Members of the L&LC Society pose with me at the naming of my lock in 2016 in the top photo. The next photo was taken in China when I visited the Rouge Canal, near Nanjing, and the bottom photo was taken on Kennet with the award for the RCHS Canal Book of the Year.
I have been involved in research and conservation of industrial and canal heritage for over fifty years. I am best known in the UK for promoting the hstory of the Leeds & Liverpool Canal, with this work on being recognized by a lock at Bank Newton being named after me in 2016. I wrote a new edition of my history of the canal for its 200th anniversary in that year. I am President of the Leeds & Liverpool Canal Society, which I set up in 1997, was President of the Railway & Canal Historical Society in 2016, and have been on the Council of Inland Waterway International for many years. I have reported on canal-related World Heritage Sites for ICCOMOS.

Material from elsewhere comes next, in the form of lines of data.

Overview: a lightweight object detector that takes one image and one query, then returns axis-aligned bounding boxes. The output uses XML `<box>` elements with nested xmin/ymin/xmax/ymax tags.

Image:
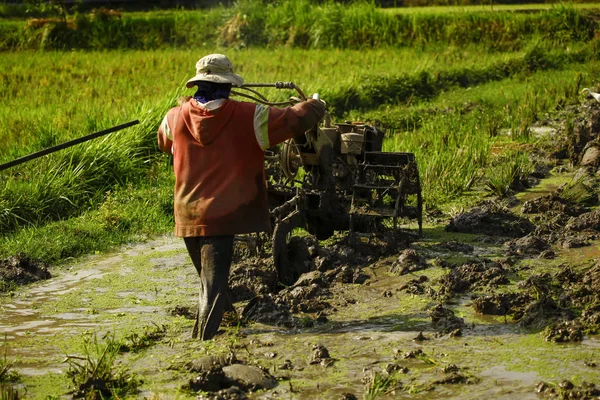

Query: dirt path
<box><xmin>0</xmin><ymin>179</ymin><xmax>600</xmax><ymax>399</ymax></box>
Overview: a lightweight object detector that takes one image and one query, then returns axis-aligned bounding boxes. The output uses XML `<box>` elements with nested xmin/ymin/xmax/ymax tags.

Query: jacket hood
<box><xmin>181</xmin><ymin>100</ymin><xmax>234</xmax><ymax>146</ymax></box>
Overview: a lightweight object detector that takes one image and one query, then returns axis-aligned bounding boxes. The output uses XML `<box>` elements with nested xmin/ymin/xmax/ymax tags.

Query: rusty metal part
<box><xmin>234</xmin><ymin>82</ymin><xmax>423</xmax><ymax>285</ymax></box>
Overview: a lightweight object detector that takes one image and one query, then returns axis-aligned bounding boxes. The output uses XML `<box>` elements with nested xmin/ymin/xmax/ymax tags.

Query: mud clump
<box><xmin>473</xmin><ymin>293</ymin><xmax>532</xmax><ymax>315</ymax></box>
<box><xmin>229</xmin><ymin>257</ymin><xmax>277</xmax><ymax>302</ymax></box>
<box><xmin>521</xmin><ymin>191</ymin><xmax>588</xmax><ymax>217</ymax></box>
<box><xmin>398</xmin><ymin>275</ymin><xmax>436</xmax><ymax>297</ymax></box>
<box><xmin>308</xmin><ymin>344</ymin><xmax>335</xmax><ymax>367</ymax></box>
<box><xmin>439</xmin><ymin>259</ymin><xmax>509</xmax><ymax>298</ymax></box>
<box><xmin>242</xmin><ymin>295</ymin><xmax>294</xmax><ymax>328</ymax></box>
<box><xmin>516</xmin><ymin>297</ymin><xmax>574</xmax><ymax>329</ymax></box>
<box><xmin>390</xmin><ymin>249</ymin><xmax>427</xmax><ymax>275</ymax></box>
<box><xmin>438</xmin><ymin>240</ymin><xmax>475</xmax><ymax>254</ymax></box>
<box><xmin>0</xmin><ymin>253</ymin><xmax>52</xmax><ymax>293</ymax></box>
<box><xmin>565</xmin><ymin>210</ymin><xmax>600</xmax><ymax>232</ymax></box>
<box><xmin>184</xmin><ymin>364</ymin><xmax>277</xmax><ymax>399</ymax></box>
<box><xmin>535</xmin><ymin>381</ymin><xmax>600</xmax><ymax>400</ymax></box>
<box><xmin>429</xmin><ymin>304</ymin><xmax>465</xmax><ymax>336</ymax></box>
<box><xmin>446</xmin><ymin>201</ymin><xmax>535</xmax><ymax>238</ymax></box>
<box><xmin>505</xmin><ymin>235</ymin><xmax>550</xmax><ymax>257</ymax></box>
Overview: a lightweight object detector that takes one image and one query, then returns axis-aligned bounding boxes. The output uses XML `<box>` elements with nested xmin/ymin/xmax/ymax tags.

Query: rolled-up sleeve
<box><xmin>254</xmin><ymin>99</ymin><xmax>325</xmax><ymax>150</ymax></box>
<box><xmin>157</xmin><ymin>111</ymin><xmax>173</xmax><ymax>153</ymax></box>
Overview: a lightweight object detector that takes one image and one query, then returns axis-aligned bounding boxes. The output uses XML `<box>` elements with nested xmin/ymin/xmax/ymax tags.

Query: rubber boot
<box><xmin>184</xmin><ymin>236</ymin><xmax>233</xmax><ymax>340</ymax></box>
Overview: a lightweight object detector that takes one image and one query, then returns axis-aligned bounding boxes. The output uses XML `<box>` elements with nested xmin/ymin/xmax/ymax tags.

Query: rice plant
<box><xmin>0</xmin><ymin>334</ymin><xmax>20</xmax><ymax>384</ymax></box>
<box><xmin>485</xmin><ymin>152</ymin><xmax>535</xmax><ymax>197</ymax></box>
<box><xmin>65</xmin><ymin>335</ymin><xmax>140</xmax><ymax>399</ymax></box>
<box><xmin>363</xmin><ymin>372</ymin><xmax>399</xmax><ymax>400</ymax></box>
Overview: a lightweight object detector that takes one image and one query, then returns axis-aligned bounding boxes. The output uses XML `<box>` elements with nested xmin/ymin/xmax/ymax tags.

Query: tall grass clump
<box><xmin>485</xmin><ymin>151</ymin><xmax>535</xmax><ymax>197</ymax></box>
<box><xmin>0</xmin><ymin>92</ymin><xmax>180</xmax><ymax>233</ymax></box>
<box><xmin>0</xmin><ymin>0</ymin><xmax>597</xmax><ymax>51</ymax></box>
<box><xmin>65</xmin><ymin>335</ymin><xmax>140</xmax><ymax>399</ymax></box>
<box><xmin>384</xmin><ymin>109</ymin><xmax>492</xmax><ymax>206</ymax></box>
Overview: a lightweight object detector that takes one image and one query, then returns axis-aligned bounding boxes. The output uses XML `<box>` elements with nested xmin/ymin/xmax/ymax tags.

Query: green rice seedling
<box><xmin>558</xmin><ymin>176</ymin><xmax>598</xmax><ymax>205</ymax></box>
<box><xmin>0</xmin><ymin>383</ymin><xmax>20</xmax><ymax>400</ymax></box>
<box><xmin>119</xmin><ymin>323</ymin><xmax>167</xmax><ymax>353</ymax></box>
<box><xmin>65</xmin><ymin>335</ymin><xmax>140</xmax><ymax>399</ymax></box>
<box><xmin>485</xmin><ymin>151</ymin><xmax>535</xmax><ymax>197</ymax></box>
<box><xmin>0</xmin><ymin>0</ymin><xmax>596</xmax><ymax>50</ymax></box>
<box><xmin>363</xmin><ymin>372</ymin><xmax>400</xmax><ymax>400</ymax></box>
<box><xmin>0</xmin><ymin>334</ymin><xmax>20</xmax><ymax>384</ymax></box>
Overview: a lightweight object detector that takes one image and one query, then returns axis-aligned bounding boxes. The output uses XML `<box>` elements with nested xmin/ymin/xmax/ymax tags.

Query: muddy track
<box><xmin>0</xmin><ymin>100</ymin><xmax>600</xmax><ymax>399</ymax></box>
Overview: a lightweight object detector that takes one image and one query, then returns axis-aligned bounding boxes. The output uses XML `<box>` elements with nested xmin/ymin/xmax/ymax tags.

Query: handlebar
<box><xmin>231</xmin><ymin>82</ymin><xmax>308</xmax><ymax>106</ymax></box>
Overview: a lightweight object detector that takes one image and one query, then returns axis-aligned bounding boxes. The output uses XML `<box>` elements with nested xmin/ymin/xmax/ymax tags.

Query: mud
<box><xmin>390</xmin><ymin>249</ymin><xmax>428</xmax><ymax>275</ymax></box>
<box><xmin>5</xmin><ymin>98</ymin><xmax>600</xmax><ymax>400</ymax></box>
<box><xmin>438</xmin><ymin>259</ymin><xmax>510</xmax><ymax>299</ymax></box>
<box><xmin>535</xmin><ymin>381</ymin><xmax>600</xmax><ymax>400</ymax></box>
<box><xmin>0</xmin><ymin>254</ymin><xmax>51</xmax><ymax>293</ymax></box>
<box><xmin>446</xmin><ymin>201</ymin><xmax>535</xmax><ymax>237</ymax></box>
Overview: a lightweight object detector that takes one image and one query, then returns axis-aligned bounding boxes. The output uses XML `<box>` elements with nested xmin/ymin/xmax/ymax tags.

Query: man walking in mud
<box><xmin>158</xmin><ymin>54</ymin><xmax>325</xmax><ymax>340</ymax></box>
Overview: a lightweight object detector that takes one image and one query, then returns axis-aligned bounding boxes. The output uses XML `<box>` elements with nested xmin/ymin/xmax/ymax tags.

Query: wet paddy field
<box><xmin>0</xmin><ymin>173</ymin><xmax>600</xmax><ymax>399</ymax></box>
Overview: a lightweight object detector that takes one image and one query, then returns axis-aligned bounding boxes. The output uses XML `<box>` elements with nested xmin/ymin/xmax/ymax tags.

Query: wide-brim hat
<box><xmin>185</xmin><ymin>54</ymin><xmax>244</xmax><ymax>88</ymax></box>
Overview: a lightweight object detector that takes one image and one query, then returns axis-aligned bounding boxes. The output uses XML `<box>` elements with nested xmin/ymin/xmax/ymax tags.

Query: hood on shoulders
<box><xmin>181</xmin><ymin>100</ymin><xmax>235</xmax><ymax>146</ymax></box>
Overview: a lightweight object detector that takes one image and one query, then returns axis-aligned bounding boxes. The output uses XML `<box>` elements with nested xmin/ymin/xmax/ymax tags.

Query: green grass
<box><xmin>382</xmin><ymin>2</ymin><xmax>600</xmax><ymax>14</ymax></box>
<box><xmin>0</xmin><ymin>1</ymin><xmax>600</xmax><ymax>261</ymax></box>
<box><xmin>0</xmin><ymin>0</ymin><xmax>596</xmax><ymax>50</ymax></box>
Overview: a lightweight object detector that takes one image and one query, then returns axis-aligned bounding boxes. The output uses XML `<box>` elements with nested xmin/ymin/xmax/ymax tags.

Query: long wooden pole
<box><xmin>0</xmin><ymin>119</ymin><xmax>140</xmax><ymax>171</ymax></box>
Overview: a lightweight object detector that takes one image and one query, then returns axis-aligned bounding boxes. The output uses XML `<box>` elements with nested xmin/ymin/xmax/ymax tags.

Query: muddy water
<box><xmin>0</xmin><ymin>228</ymin><xmax>600</xmax><ymax>399</ymax></box>
<box><xmin>0</xmin><ymin>238</ymin><xmax>185</xmax><ymax>376</ymax></box>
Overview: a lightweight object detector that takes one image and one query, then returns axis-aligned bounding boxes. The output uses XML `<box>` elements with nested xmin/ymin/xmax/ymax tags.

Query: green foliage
<box><xmin>0</xmin><ymin>0</ymin><xmax>596</xmax><ymax>51</ymax></box>
<box><xmin>120</xmin><ymin>324</ymin><xmax>167</xmax><ymax>353</ymax></box>
<box><xmin>0</xmin><ymin>335</ymin><xmax>20</xmax><ymax>388</ymax></box>
<box><xmin>65</xmin><ymin>335</ymin><xmax>140</xmax><ymax>399</ymax></box>
<box><xmin>486</xmin><ymin>151</ymin><xmax>535</xmax><ymax>197</ymax></box>
<box><xmin>0</xmin><ymin>383</ymin><xmax>19</xmax><ymax>400</ymax></box>
<box><xmin>363</xmin><ymin>372</ymin><xmax>399</xmax><ymax>400</ymax></box>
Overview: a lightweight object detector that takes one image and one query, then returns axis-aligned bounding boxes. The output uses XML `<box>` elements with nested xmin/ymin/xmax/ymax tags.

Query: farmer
<box><xmin>158</xmin><ymin>54</ymin><xmax>325</xmax><ymax>340</ymax></box>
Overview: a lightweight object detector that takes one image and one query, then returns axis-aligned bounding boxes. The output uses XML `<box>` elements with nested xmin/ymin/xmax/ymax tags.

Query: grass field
<box><xmin>0</xmin><ymin>1</ymin><xmax>600</xmax><ymax>259</ymax></box>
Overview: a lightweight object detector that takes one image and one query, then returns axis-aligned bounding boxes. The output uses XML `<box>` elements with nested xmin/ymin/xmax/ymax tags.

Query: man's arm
<box><xmin>254</xmin><ymin>99</ymin><xmax>325</xmax><ymax>150</ymax></box>
<box><xmin>157</xmin><ymin>112</ymin><xmax>173</xmax><ymax>153</ymax></box>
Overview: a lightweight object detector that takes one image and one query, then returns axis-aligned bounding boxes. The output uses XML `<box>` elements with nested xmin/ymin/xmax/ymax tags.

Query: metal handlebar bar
<box><xmin>231</xmin><ymin>82</ymin><xmax>307</xmax><ymax>106</ymax></box>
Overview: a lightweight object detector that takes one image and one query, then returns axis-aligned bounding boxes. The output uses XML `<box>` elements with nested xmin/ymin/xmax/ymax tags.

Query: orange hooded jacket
<box><xmin>158</xmin><ymin>99</ymin><xmax>325</xmax><ymax>237</ymax></box>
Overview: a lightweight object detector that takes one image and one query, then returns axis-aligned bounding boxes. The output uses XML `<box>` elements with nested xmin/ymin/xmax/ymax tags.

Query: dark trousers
<box><xmin>183</xmin><ymin>236</ymin><xmax>233</xmax><ymax>340</ymax></box>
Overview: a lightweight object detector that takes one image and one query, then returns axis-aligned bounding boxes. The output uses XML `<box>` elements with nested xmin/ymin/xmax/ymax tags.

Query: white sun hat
<box><xmin>185</xmin><ymin>54</ymin><xmax>244</xmax><ymax>88</ymax></box>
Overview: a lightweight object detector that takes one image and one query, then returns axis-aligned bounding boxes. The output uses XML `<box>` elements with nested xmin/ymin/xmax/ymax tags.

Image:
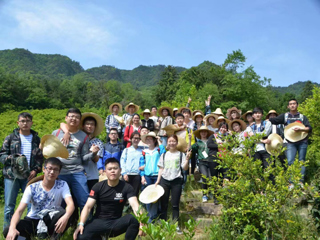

I continue to maintain my interest in canal history, and over recent years, I have been particularly interested in the development of inland waterways internationally, travelling widely across Europe and to China researching the transfer of canal technology. As a time-served craftsman, I am also looking at the central role of the skilled worker in the creation of the Industrial Revolution in Britain, and how that position has been eclipsed by the rise of academic education.
Working on displays for the Heritage boat Kennet, and staffing the boat when open to the public, also takes up some of my time.